Н.Феськов: Если честно, я не наблюдаю никакого спора между «физиками» и «лириками». Это чисто поэтический прием, который не может быть отправной точкой для анализа и каких–либо выводов. Во все времена в учебном процессе шла дифференциация между теми, у кого преобладает логический тип мышления, и теми, у кого он творческий. Собственно, то же самое показывают и итоги ЦТ. Но сравнивать механически абитуриентов, сдававших математику и физику, с теми, кто сдавал тестирование по языкам, как минимум некорректно. Оценка 20 баллов при стобалльной шкале вовсе не равносильна одной пятой из ста возможных. Вот в школе все в идеале могут получить 10 баллов по всем предметам, а на ЦТ такого не может быть никогда. Результаты должны различаться, должен быть ранжир. Иначе кого принимать в вуз, если количество мест в нем ограничено, а желающих поступить много больше и все с равными хорошими баллами? Другой вопрос, что изучать физику и математику несколько сложнее.


В.Зданович: Вспомните, в далеком прошлом считался грамотным тот, кто умел читать и писать. А вот тот, кто умел считать и вычислять, котировался на порядок выше.


Н.Феськов: Неужели вы думаете, что раньше физику и математику знали лучше?

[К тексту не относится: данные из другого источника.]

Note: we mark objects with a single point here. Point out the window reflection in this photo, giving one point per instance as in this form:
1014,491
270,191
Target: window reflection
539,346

Оценка — вещь достаточно относительная. Кто–то отвечал по нынешним меркам на «двойку», а ему ставили «тройку» только потому, что понимали: ну не должно быть в классе половина отметок «неуд». Что–то подобное, кстати, одно время было в России, когда экспериментировали с ЕГЭ. Выпускник получал 2, а ему автоматически прибавляли балл, даже если он не ответил ни на один вопрос...

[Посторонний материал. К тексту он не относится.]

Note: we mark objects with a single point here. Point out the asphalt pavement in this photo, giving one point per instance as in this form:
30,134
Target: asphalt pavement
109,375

В.Зданович: Я бы еще мог согласиться с утверждением, что у нас наблюдается некий перевес «лириков» над «физиками», если бы в стране вдруг резко возросло количество литераторов, поэтов и писателей.


«СБ»: Их количество, положим, и не возросло, а юристов, экономистов, психологов?


В.Зданович: Я бы не назвал эти специальности чисто гуманитарными. Они, пусть в меньшей степени, но тоже пользуются математическими средствами. Например, при проведении исследований. А вот о чем можно и нужно вести речь, так это о том, что у нас наметилось некоторое снижение общего уровня образованности. И по гуманитарным, и по точным наукам. И надо искать причины этого явления.


А.Фельдман: Могу привести пример в доказательство вашей мысли. Недавно прочитал интервью с одним из наших депутатов. Там речь шла о росте зарплаты и приводились кое–какие расчеты. И вот депутат заявляет примерно следующее: через пять лет среднемесячная зарплата в 500 долларов вырастет на 50 процентов, достигнув 1.000 долларов. Позвольте, но ведь это не на 50 процентов рост, а на все сто! Далее, по мнению депутата, чтобы достигнуть заявленной планки, нужно ежегодно в течение 5 лет добиваться роста заработной платы в 8 — 10 процентов. Разве так считают? Если зарплата будет расти подобными темпами, то через 5 лет она едва перевалит за 800 долларов.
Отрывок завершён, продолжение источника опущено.